Pavel Sulyandziga and a Yarmouth High School student have teamed up to present a benefit concert performed by his opera singer son, Pavel Sulyandziga Jr.
Human rights activist Pavel Sulyandziga Sr. of Yarmouth has been fighting for the rights of his fellow Crimean Tartar people for years and empathizes with the people of Ukraine suffering through the Russian invasion.
With the help of his son and a Yarmouth High School student, he is organizing a benefit concert for Ukrainian children. The concert, featuring his son, opera singer Pavel Sulyandziga Jr., will be held from 6 p.m. to 7 p.m. Sunday, June 11, at the Universalist Church in Yarmouth. Attendance is free but donations are encouraged. Sulyandziga Jr. also performed to benefit Ukraine last year at the church.
“For me, it’s very sad and painful to see how Russia became an aggressor,” Sulyandziga Sr. told The Forecaster with the help of interpreter Vera Solovyeva. “Families have been shattered by the war and separated.”
Sulyandziga is chairperson of the Board of the International Development Fund of Indigenous Peoples of Russia, which “helps Indigenous people to protect their rights and in their efforts to get justice, life and dignity,” he said. The foundation was 10 years old in 2014 when Russia occupied Crimea, and the Russian government declared it a foreign agent in 2015, he said. In 2016, foundation workers were charged as criminals and forced to leave the country. Sulyandziga settled in Yarmouth, was granted asylum and registered the foundation as an NGO in the U.S. in 2018.

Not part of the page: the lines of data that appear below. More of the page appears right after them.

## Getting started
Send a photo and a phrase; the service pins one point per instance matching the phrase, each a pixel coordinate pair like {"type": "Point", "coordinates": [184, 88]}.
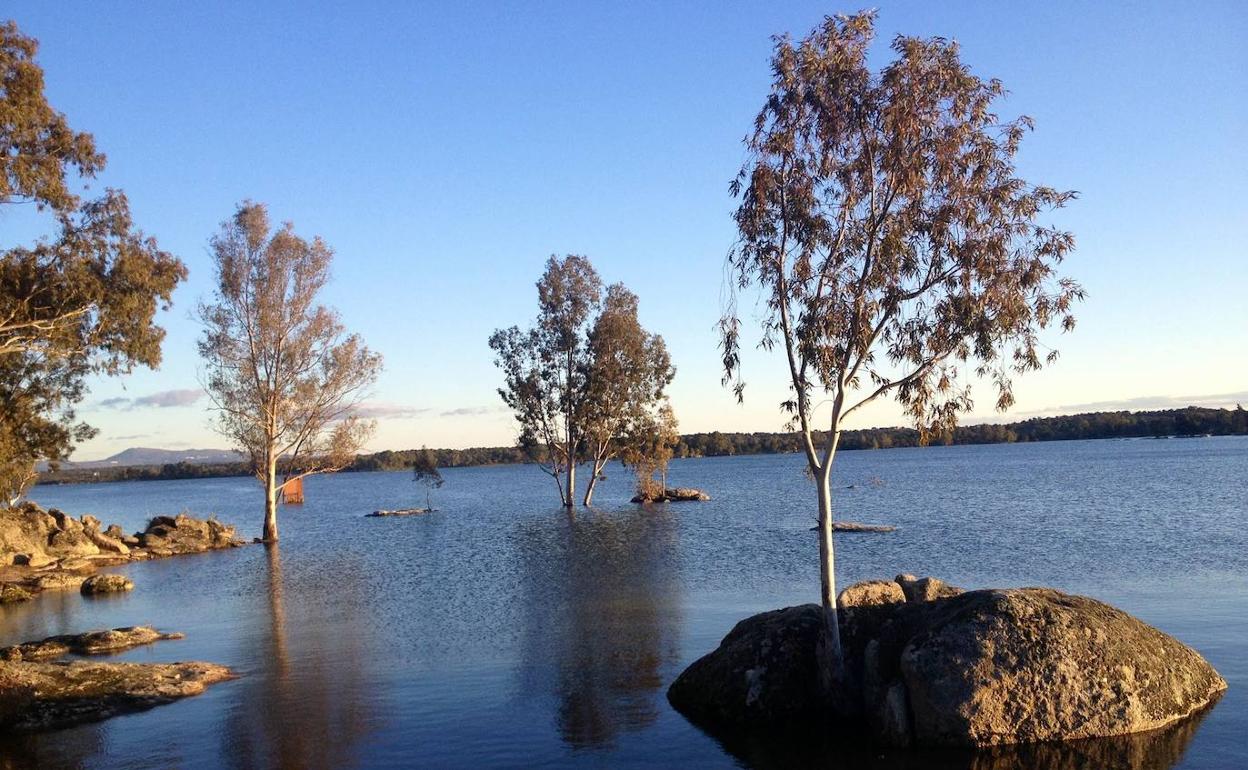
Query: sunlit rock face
{"type": "Point", "coordinates": [936, 667]}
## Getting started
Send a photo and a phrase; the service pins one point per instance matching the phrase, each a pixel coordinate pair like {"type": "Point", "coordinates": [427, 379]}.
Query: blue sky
{"type": "Point", "coordinates": [444, 150]}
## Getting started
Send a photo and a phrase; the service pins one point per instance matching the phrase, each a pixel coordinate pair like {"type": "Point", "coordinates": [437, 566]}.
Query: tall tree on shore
{"type": "Point", "coordinates": [546, 368]}
{"type": "Point", "coordinates": [629, 370]}
{"type": "Point", "coordinates": [897, 251]}
{"type": "Point", "coordinates": [282, 372]}
{"type": "Point", "coordinates": [78, 303]}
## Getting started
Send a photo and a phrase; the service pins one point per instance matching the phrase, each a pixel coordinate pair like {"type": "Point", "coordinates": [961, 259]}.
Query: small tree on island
{"type": "Point", "coordinates": [544, 368]}
{"type": "Point", "coordinates": [424, 471]}
{"type": "Point", "coordinates": [79, 303]}
{"type": "Point", "coordinates": [650, 451]}
{"type": "Point", "coordinates": [585, 380]}
{"type": "Point", "coordinates": [282, 373]}
{"type": "Point", "coordinates": [629, 370]}
{"type": "Point", "coordinates": [882, 220]}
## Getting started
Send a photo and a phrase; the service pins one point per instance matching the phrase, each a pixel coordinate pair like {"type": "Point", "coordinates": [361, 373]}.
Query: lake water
{"type": "Point", "coordinates": [503, 632]}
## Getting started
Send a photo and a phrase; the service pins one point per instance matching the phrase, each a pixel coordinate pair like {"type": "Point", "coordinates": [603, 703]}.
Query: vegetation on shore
{"type": "Point", "coordinates": [1162, 423]}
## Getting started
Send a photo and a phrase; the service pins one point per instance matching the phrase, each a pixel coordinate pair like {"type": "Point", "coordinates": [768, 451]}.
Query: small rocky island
{"type": "Point", "coordinates": [39, 694]}
{"type": "Point", "coordinates": [929, 664]}
{"type": "Point", "coordinates": [50, 549]}
{"type": "Point", "coordinates": [383, 512]}
{"type": "Point", "coordinates": [677, 494]}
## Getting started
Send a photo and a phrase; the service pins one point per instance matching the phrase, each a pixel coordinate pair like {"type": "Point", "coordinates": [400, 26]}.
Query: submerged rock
{"type": "Point", "coordinates": [38, 695]}
{"type": "Point", "coordinates": [91, 643]}
{"type": "Point", "coordinates": [186, 534]}
{"type": "Point", "coordinates": [399, 512]}
{"type": "Point", "coordinates": [942, 667]}
{"type": "Point", "coordinates": [106, 584]}
{"type": "Point", "coordinates": [858, 527]}
{"type": "Point", "coordinates": [50, 549]}
{"type": "Point", "coordinates": [678, 494]}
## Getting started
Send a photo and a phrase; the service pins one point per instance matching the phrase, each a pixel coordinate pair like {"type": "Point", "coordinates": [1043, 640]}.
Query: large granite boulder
{"type": "Point", "coordinates": [186, 534]}
{"type": "Point", "coordinates": [952, 668]}
{"type": "Point", "coordinates": [764, 672]}
{"type": "Point", "coordinates": [1035, 664]}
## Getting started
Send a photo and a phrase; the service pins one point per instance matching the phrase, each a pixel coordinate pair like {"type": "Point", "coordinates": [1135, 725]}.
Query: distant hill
{"type": "Point", "coordinates": [146, 456]}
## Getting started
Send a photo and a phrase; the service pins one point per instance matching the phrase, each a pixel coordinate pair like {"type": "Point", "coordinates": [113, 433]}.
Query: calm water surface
{"type": "Point", "coordinates": [503, 632]}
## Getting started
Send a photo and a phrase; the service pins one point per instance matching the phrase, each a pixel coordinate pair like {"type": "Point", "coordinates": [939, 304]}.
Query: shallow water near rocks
{"type": "Point", "coordinates": [503, 632]}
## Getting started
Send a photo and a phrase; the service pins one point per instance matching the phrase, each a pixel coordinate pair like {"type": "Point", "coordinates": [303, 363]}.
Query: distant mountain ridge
{"type": "Point", "coordinates": [147, 456]}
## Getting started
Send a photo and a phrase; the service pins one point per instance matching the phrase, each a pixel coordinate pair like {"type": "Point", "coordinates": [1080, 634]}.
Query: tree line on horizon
{"type": "Point", "coordinates": [1156, 423]}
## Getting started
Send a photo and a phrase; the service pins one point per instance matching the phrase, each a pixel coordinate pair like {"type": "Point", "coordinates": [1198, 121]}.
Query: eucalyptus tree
{"type": "Point", "coordinates": [629, 370]}
{"type": "Point", "coordinates": [897, 250]}
{"type": "Point", "coordinates": [546, 368]}
{"type": "Point", "coordinates": [424, 471]}
{"type": "Point", "coordinates": [283, 375]}
{"type": "Point", "coordinates": [652, 449]}
{"type": "Point", "coordinates": [80, 302]}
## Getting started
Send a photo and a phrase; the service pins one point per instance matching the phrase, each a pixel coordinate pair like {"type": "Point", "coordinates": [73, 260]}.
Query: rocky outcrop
{"type": "Point", "coordinates": [50, 549]}
{"type": "Point", "coordinates": [678, 494]}
{"type": "Point", "coordinates": [106, 584]}
{"type": "Point", "coordinates": [764, 672]}
{"type": "Point", "coordinates": [91, 643]}
{"type": "Point", "coordinates": [858, 527]}
{"type": "Point", "coordinates": [399, 512]}
{"type": "Point", "coordinates": [940, 667]}
{"type": "Point", "coordinates": [10, 594]}
{"type": "Point", "coordinates": [186, 534]}
{"type": "Point", "coordinates": [41, 695]}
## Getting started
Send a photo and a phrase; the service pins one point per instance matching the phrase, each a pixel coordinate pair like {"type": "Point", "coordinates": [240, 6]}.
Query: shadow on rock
{"type": "Point", "coordinates": [820, 748]}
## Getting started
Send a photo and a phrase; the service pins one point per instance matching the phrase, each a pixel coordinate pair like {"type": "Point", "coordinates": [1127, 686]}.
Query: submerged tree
{"type": "Point", "coordinates": [629, 370]}
{"type": "Point", "coordinates": [281, 370]}
{"type": "Point", "coordinates": [650, 452]}
{"type": "Point", "coordinates": [546, 368]}
{"type": "Point", "coordinates": [424, 471]}
{"type": "Point", "coordinates": [78, 303]}
{"type": "Point", "coordinates": [587, 380]}
{"type": "Point", "coordinates": [897, 250]}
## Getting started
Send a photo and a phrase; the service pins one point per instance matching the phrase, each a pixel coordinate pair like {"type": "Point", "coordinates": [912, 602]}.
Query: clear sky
{"type": "Point", "coordinates": [444, 150]}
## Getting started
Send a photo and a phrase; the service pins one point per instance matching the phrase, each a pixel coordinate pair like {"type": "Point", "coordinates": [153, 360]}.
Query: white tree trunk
{"type": "Point", "coordinates": [270, 534]}
{"type": "Point", "coordinates": [831, 659]}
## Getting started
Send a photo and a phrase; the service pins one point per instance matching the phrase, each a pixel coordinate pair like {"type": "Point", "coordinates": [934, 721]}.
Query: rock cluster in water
{"type": "Point", "coordinates": [399, 512]}
{"type": "Point", "coordinates": [49, 549]}
{"type": "Point", "coordinates": [929, 664]}
{"type": "Point", "coordinates": [36, 694]}
{"type": "Point", "coordinates": [678, 494]}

As a former member of the Civic Chamber of the Russian Federation, he said he felt a particular duty to stand up against Russian wrongdoings in Ukraine.
“The future of any country are children, and children are the most vulnerable part of society, so we must help them for the future of the nation,” Sulyandziga said.
When his son proposed a concert to raise funds for Ukrainian children, he supported the idea as a way to bring awareness to the plight of the people and families of Ukraine, he said.
Yarmouth High School freshman Katya Fromuth heard about the plan for a benefit concert and wanted to be involved in the “really great cause.” The plight of Ukrainians had been weighing on her.
“Always seeing it on the news and hearing it on the radio, it makes you want to do something,” Fromuth said.
She has been involved in political activism from a very young age, she said, and offered her volunteer services to Sulyandziga, who welcomed them.
“I really want to appreciate Katya’s support in organizing the concert and event,” he said.
Music is a beautiful way to appeal to empathy and humanity, Fromuth said.
“Sometimes things are better sung than spoken,” she said, adding that the pain of what others have experienced often comes through more clearly in music than in conversation.
“It can be easy to forget very important things that are happening in other parts of the world,” she said.
The event will open with a speech from a representative of the Crimean Tartar Resource Center, the organization which the event will benefit. The center is working towards the de-occupation and reintegration of Crimea.